Já Mateus escolheu o lado mais acadêmico: estudou música na UFPE, entrando em maior contato com um repertório erudito e a possibilidade de escrever para orquestras. Durante seu mestrado em Londres, pela sua amizade com cineastas pernambucanos, compôs trilhas para curtas de Pedro Severien e Marcelo Pedroso, com quem reeditaria a parceria em Brasil S/A (2014) – rendendo prêmios no Festival de Brasília. 

Cinéfilos desde pequenos, trabalhar com o cinema nunca foi distante. A formação de ambos vai desde a paixão pelos clássicos hollywoodianos e blockbusters até o cinema de gênero dos anos 80. Como músicos, as trilhas sempre os fascinaram. Do clássico, pescaram referências em nomes como Ennio Morricone e Bernard Hermann, além de outros compositores como John Williams, Mica Levi, John Coltrane, Clóvis Pereira e György Ligeti.

O SOM DE BACURAU

Em Bacurau, esse leque foi colocado em ação. Trabalhando em conjunto, os dois se dividiram na trilha do filme; Mateus ficou responsável pelas cenas da cidade – com tons mais clássicos e orquestrais, mas igualmente incomuns, enquanto Tomaz cuidou dos estrangeiros, com uma pegada mais enigmática.

“Kleber e Juliano nos mostraram de cara a música do funeral: Bicho da Noite, do Sérgio Ricardo, como um referencial. A partir disso, eu fiz as trilhas meio idílicas, meio orquestrais, e às vezes de suspense. Eu já venho trabalhando elementos regionais de formas novas. Fazer algo daqui, mas que é universal, e nem mesmo desse planeta. Eu penso muito cosmicamente. Alinhar a música contemporânea e a experimental, inserindo esses elementos alienígenas (talvez) em sonoridades locais”, explica Mateus.

Tomaz, por sua vez, concebeu um processo mais sensorial; de terror e estranhamento. “Eu fui atrás de sonoridades que remetessem a uma ideia de futuro, de ficção cientifica e do filme de aventura. Quando o KMF e o Juliano mostraram o tema do John Carpenter, tudo ficou muito claro. Eu comecei a produzir também, além de temas musicais, sons que não são estritamente musicais. Ruídos, distorções, que foram usados já na parte final do filme quando a violência toma conta. Tem coisas em Bacurau que compus que são indissociáveis do desenho de som – você não sabe se está ouvindo a música ou a captação dos passos. Esses limites ficam borrados porque eu não me preocupei se o que eu estava fazendo era música, ruído ou só ambiência”.

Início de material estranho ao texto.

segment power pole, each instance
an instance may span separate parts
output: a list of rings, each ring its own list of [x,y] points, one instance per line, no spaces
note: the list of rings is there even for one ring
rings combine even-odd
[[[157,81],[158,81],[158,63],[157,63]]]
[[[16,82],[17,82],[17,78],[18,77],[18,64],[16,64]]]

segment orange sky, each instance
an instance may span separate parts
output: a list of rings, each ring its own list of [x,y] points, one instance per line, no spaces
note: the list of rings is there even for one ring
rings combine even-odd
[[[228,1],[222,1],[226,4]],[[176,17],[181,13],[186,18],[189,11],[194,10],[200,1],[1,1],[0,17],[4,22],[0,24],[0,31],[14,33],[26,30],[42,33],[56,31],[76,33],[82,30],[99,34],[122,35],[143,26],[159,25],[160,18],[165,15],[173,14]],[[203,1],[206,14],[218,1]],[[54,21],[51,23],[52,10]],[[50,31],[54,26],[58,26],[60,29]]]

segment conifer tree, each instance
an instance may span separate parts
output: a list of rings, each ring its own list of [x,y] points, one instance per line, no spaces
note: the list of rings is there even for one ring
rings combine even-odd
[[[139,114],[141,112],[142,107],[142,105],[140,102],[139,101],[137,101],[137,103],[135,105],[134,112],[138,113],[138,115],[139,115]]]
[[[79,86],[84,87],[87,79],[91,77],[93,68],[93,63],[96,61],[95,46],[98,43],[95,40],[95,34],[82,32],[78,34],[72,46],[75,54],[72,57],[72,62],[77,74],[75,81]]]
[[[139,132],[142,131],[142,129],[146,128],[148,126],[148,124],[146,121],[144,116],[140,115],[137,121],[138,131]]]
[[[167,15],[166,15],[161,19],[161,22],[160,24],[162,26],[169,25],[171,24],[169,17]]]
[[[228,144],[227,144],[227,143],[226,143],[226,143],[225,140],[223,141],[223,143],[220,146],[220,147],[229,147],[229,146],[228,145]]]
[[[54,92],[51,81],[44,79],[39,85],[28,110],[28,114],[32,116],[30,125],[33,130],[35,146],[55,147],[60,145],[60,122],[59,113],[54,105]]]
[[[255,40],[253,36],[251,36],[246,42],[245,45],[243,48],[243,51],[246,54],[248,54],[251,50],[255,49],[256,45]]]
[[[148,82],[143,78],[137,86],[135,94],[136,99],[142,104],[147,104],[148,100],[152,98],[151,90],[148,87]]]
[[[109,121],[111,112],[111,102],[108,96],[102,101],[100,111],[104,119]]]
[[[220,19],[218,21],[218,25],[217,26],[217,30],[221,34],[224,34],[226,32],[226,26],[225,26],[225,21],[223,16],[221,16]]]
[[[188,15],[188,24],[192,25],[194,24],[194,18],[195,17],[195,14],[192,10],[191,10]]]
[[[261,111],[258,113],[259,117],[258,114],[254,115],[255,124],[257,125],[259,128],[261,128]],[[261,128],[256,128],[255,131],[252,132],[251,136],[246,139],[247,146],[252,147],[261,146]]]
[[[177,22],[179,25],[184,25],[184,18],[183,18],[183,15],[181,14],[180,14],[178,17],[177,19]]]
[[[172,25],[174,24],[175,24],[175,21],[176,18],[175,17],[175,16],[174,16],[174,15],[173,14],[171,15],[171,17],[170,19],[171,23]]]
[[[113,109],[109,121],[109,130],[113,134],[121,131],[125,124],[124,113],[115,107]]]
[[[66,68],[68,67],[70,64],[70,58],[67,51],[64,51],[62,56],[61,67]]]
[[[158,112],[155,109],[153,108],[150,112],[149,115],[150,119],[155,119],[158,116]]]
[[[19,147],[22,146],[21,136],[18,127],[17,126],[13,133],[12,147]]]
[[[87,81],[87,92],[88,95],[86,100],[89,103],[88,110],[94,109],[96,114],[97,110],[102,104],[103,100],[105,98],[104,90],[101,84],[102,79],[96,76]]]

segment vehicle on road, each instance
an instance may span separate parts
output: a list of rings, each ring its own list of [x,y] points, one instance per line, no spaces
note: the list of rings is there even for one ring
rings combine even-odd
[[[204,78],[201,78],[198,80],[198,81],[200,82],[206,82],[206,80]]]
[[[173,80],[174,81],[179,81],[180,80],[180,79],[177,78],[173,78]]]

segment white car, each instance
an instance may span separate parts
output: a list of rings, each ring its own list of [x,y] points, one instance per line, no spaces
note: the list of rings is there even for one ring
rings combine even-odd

O resultado é uma aproximação bem referenciada em narrativas de gênero, mas com uma dimensão propriamente nacional – acompanhando discretamente o que está disposto na tela. “Historicamente, no começo do cinema, a trilha sempre foi muito detalhista e narrativa. Hoje em dia, com o cinema desenvolvido mais como uma linguagem própria, ela atua mais sugerindo o que está acontecendo em uma perspectiva interna da trama. Em Bacurau, por exemplo, é normal que as pessoa vejam o filme e não percebam nosso trabalho. Porque ele foi feito para se unir a narrativa sonar do filme e não se sobrepor a ela”, pontua Tomaz.

"Quando eu vi a primeira vez o processo de montagem, eu falei: isso aqui é música. O ritmo do filme é totalmente musical, a trilha só dá uma ajuda a algo que é assim por natureza. E muito da música também vem em imagens abstratas. Mesmo que o cinema traga isso diretamente, do corte final, ao mesmo tempo, não penso muito nisso. Eu busco me aprofundar na música pela música e nas sensações que surgem a partir disso; e não é nem pensando musicalmente, mas sim sonoramente”, completa Mateus que reuniu recentemente no álbum Música pra Cinema boa parte das suas trilhas compostas para filmes. Entre elas a de Aquarius, com a qual foi premiado no Grande Prêmio do Cinema Brasileiro.

A trilha de Bacurau também está disponível nas plataformas digitais, reunindo além das canções licenciadas para o longa, várias composições da dupla.